If you are in the highest tax bracket you can not contribute to a Roth IRA.
But you can and should contribute to a backdoor Roth. And you and your wife should do it every year before funding taxable IMO.
A stealth IRA or HSA is also a no brainer. Here are my thoughts on both of those.
http://www.milesdividendmd.com/the-back-door/
http://www.milesdividendmd.com/stealthy-healthy-wealth/
As to betterment, I'm a huge fan of it for taxable accounts and this is how I choose to manage my taxable savings personally.
I have already made several years fees back in TLH, and it is quite easy to figure out your total tax savings and total fees each year.

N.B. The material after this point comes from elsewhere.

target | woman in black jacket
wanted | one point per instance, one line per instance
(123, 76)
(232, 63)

As long as your fees are more than are offset by tax savings you will not beat betterment with a comparable portfolio from vanguard. No reason to switch now.
Great articles, thanks!
I looked into backdoor Roths a few months ago and, like your article mentions, it was not good idea due to having a sizeable traditional IRA already funded. I would have had to pay taxes on the conversion, which made it a wash.
HSA gives me pause due to the fact that, a.) I spend about $5/yr at the doctor, b.) I don't plan for that to change, and c.) I need a fund that I can withdraw from early. Waiting until 65 does not fit that bill.
Thanks for the leads, but I think my best option is going to be a tradition IRA, then use substantially equal periodic payments (I'll call them SEPP, 'cause lots of words) withdrawals along with taxable accounts to fund my life.
Thoughts on the SEPP? How much can I expect to withdraw? With a worse case anticipated $40k/yr COL, will I be able to fund that?